Publication: Monitor Volume: 6 Issue: 192

The National Bank of Belarus recently announced the unification of exchange rates of the Belarusan ruble, signaling progress in the effort to reform the nation’s economy (Reuters, September 13). Unifying exchange rates is a key component of both World Bank and IMF lending programs, and Belarus has now begun to discuss specific projects with the World Bank in energy, health care and other social issues. The move is also seen as a step toward economic reintegration with Russia, one of President Alyaksandr Lukashenka’s declared aims. The ruble rate was established on the basis of free market trading which occurred the following day, September 14. Restrictions on the purchase of hard currency were removed at the same time. Liberalization of the currency exchange market, in conjunction with tighter monetary policy, is designed to not only strengthen the ruble, but also draw more hard currency into the country, as well as raise inflows of foreign direct investment. As Belarus has been slow to adopt market reforms, the news was received positively by international lending organizations and commercial banks, as the country is now in a better position to address some of the structural flaws in its industrial and agricultural sectors. Such actions are seen as increasingly necessary in Belarus, which has experienced declining GDP growth since 1997. The Lukashenka regime is reluctant to hasten the pace of privatization, yet the central bank recognizes the need to tighten monetary and fiscal policies in order to achieve macroeconomic stabilization.

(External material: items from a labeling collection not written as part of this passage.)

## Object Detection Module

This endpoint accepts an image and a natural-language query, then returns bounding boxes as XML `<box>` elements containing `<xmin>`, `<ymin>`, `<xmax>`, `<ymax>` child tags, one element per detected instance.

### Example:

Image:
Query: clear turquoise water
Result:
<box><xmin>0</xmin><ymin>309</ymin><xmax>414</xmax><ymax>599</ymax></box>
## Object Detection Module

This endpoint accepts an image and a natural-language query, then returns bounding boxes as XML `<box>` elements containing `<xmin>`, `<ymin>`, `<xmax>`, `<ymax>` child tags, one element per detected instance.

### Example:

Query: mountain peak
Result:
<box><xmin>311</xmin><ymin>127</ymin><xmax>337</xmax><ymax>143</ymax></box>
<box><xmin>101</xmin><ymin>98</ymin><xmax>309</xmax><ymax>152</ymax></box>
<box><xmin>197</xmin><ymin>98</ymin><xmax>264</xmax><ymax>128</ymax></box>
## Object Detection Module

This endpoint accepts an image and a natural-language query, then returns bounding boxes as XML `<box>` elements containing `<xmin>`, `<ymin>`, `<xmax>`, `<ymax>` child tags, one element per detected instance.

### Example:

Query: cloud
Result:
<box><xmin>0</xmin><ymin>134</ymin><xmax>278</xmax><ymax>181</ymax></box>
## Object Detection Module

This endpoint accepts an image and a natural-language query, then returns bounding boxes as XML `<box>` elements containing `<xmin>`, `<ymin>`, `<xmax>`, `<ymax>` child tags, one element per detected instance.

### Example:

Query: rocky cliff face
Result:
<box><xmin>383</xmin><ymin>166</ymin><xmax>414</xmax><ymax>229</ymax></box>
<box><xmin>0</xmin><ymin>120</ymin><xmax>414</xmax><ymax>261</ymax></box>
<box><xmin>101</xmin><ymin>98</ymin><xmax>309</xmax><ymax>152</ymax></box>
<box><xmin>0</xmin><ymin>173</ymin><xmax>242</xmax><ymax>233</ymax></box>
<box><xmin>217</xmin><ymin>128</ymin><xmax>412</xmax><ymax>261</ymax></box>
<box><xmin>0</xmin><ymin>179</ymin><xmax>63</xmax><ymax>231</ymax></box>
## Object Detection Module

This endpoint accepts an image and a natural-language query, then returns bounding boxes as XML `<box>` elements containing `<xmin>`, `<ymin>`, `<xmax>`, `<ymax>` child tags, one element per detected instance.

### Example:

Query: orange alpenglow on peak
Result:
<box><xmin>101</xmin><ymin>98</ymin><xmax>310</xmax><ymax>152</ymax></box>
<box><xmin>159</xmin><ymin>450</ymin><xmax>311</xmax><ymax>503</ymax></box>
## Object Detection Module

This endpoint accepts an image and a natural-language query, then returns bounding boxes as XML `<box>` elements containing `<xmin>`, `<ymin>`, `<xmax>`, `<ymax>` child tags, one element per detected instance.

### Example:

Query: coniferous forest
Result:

The central bank’s goal is to move to a crawling peg exchange rate by the end of the year, with the ruble pegged to either the US dollar or the Russian ruble. Part of this goal is to bring foreign exchange reserves up to US$500 million. Hard currency reserves stood at only US$99.5 million in August 2000. Belarus hopes to make up the difference through loans of up to US$400 million from both the IMF and Russia.